GSU bus route expanding
February 28, 2013
The Student Government Association is encouraging students to voice their needs for a bus route expansion.
While some students have brought the issue up to SGA, representatives said that they need more students to express interest in an expansion.
“Personally, I think it would be a good idea to expand the bus routes. A lot of students have voiced that, and I believe that if the students continue to voice that opinion to SGA, then SGA can make a louder voice to the administration,” Garrett Green, SGA vice president of auxiliary affairs, said.
The Shuttle Gus, an alternate bus option for students sponsored by SGA, will expand its services and will offer transportation to Walmart on Sundays, which is projected to start in the fall, Green said.

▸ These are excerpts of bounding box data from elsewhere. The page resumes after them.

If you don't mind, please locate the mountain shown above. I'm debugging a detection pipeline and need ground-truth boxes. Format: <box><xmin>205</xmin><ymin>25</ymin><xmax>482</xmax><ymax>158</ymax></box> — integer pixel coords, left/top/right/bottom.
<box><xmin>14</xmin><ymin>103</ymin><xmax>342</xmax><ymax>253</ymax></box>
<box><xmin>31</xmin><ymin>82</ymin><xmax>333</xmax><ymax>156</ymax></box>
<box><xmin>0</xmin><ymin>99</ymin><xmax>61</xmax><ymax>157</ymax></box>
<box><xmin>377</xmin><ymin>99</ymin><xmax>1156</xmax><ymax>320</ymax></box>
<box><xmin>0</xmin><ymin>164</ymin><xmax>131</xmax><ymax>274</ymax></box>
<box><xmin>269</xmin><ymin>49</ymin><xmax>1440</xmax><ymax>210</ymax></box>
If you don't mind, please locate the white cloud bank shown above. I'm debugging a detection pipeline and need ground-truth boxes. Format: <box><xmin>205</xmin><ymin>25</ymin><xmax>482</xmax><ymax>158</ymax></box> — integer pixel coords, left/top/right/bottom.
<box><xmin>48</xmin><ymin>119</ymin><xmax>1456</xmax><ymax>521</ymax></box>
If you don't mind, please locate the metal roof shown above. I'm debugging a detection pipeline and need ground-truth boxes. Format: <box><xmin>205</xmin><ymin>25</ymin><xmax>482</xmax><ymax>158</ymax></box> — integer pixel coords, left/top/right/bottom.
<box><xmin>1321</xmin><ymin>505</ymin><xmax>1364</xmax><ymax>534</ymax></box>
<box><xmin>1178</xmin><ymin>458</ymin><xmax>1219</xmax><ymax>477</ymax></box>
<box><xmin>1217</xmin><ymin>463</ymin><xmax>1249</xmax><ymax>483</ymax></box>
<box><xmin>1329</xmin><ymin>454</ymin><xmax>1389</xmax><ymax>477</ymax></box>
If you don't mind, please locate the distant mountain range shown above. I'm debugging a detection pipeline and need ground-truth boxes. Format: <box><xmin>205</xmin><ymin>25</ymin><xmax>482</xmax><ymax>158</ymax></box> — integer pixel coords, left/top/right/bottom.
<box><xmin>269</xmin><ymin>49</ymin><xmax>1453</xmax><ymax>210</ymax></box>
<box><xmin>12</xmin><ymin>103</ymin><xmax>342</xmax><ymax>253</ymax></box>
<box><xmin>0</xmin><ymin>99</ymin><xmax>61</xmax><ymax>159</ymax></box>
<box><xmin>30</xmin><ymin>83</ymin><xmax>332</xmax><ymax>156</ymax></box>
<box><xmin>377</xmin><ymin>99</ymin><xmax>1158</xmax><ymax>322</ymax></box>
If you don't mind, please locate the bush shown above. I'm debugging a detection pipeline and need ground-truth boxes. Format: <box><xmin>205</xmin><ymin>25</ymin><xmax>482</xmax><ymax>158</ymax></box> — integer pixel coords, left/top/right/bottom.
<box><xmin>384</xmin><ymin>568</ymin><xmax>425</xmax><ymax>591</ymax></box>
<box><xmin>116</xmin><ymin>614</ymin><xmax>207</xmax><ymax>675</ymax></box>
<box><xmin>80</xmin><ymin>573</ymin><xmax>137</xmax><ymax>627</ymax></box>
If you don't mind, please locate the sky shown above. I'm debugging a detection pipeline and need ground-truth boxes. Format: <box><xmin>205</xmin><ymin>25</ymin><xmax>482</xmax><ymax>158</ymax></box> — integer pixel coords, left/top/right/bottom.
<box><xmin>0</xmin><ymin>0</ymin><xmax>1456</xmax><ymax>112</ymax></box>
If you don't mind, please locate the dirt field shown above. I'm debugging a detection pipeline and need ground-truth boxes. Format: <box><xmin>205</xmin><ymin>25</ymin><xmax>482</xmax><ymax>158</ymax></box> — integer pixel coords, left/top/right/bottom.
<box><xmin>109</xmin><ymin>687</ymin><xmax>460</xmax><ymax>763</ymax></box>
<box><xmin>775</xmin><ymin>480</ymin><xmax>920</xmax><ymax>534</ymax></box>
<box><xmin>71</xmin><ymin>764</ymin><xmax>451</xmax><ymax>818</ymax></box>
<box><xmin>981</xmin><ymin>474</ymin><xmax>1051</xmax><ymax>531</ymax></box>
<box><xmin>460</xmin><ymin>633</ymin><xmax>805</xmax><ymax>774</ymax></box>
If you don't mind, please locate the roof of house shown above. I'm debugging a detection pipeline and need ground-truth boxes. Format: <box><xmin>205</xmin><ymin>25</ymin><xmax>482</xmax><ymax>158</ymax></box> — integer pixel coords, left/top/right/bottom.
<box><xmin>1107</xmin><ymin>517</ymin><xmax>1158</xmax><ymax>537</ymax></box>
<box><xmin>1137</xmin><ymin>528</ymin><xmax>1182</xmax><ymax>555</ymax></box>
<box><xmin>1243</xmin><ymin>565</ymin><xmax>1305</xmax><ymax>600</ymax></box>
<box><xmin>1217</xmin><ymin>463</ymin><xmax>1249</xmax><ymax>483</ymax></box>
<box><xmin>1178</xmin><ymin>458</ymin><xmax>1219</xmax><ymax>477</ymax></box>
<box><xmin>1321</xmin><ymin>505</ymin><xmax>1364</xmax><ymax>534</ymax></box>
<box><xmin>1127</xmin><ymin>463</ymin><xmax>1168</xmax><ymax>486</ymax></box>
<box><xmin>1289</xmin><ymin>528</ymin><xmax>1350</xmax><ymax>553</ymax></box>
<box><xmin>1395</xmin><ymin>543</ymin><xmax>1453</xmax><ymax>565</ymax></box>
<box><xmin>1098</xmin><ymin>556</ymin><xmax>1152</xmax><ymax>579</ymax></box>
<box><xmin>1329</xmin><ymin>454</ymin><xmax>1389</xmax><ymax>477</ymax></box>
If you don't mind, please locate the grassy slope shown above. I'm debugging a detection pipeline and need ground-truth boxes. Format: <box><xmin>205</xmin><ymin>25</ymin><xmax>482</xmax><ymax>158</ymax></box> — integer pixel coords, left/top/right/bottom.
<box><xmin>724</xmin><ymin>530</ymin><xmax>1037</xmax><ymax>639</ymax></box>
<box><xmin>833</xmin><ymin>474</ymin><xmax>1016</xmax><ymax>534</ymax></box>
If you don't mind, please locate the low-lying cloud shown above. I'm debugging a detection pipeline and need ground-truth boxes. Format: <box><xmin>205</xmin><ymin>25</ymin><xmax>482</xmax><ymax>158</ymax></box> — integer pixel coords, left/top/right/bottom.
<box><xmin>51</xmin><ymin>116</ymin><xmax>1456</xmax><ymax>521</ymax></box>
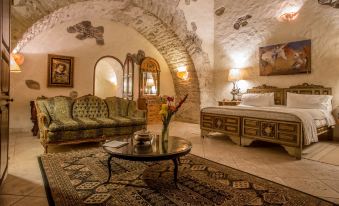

“I feel like we should have another bus route going to the other side of Forest Drive, have a main stop at the library and maybe for like freshman or people who don’t have cars have a bus route going to like places off campus that most people go to,” Courtney Colburn, senior recreation major, said.
“Off-campus expansion would depend on students’ needs,” Dean of Students Patrice Jackson said.
“Students could really benefit from a new bus route to places such as Walmart and the Market District,” DJ Greenberg, senior political science and philosophy double-major, said.
“Right now I need to go to Walmart, and I do not have a way, so I’m going to end up having to call somebody and give them gas money. Which if we had a bus that went to Walmart, I would just get on the bus to get to Walmart, and I wouldn’t be in this predicament,” Steven Dabney, freshman information technology computer science major, said.
For the bus routes to expand, students will need to voice their opinions by attending SGA meetings and emailing the executive board members or senators of SGA, and then SGA can address the department of Parking and Transportation on the matter, Green said.
“SGA is a good vehicle for these sorts of things if students would like to send a proposal forward,” Jackson said.
For a new bus route to happen it will take a big push from students because the upper administration views the buses as taking away from the appeal of Sweetheart Circle, Green said.
“I really don’t feel like Sweetheart Circle has that much traffic as it is right now, looking at it from a student’s perspective. I honestly do not think it will cause traffic,” Green said.
Jackson said, “I think it would take students asking the questions so there’s a proposal. Not just one student saying it’s a good idea, but a few students saying this is what we need.”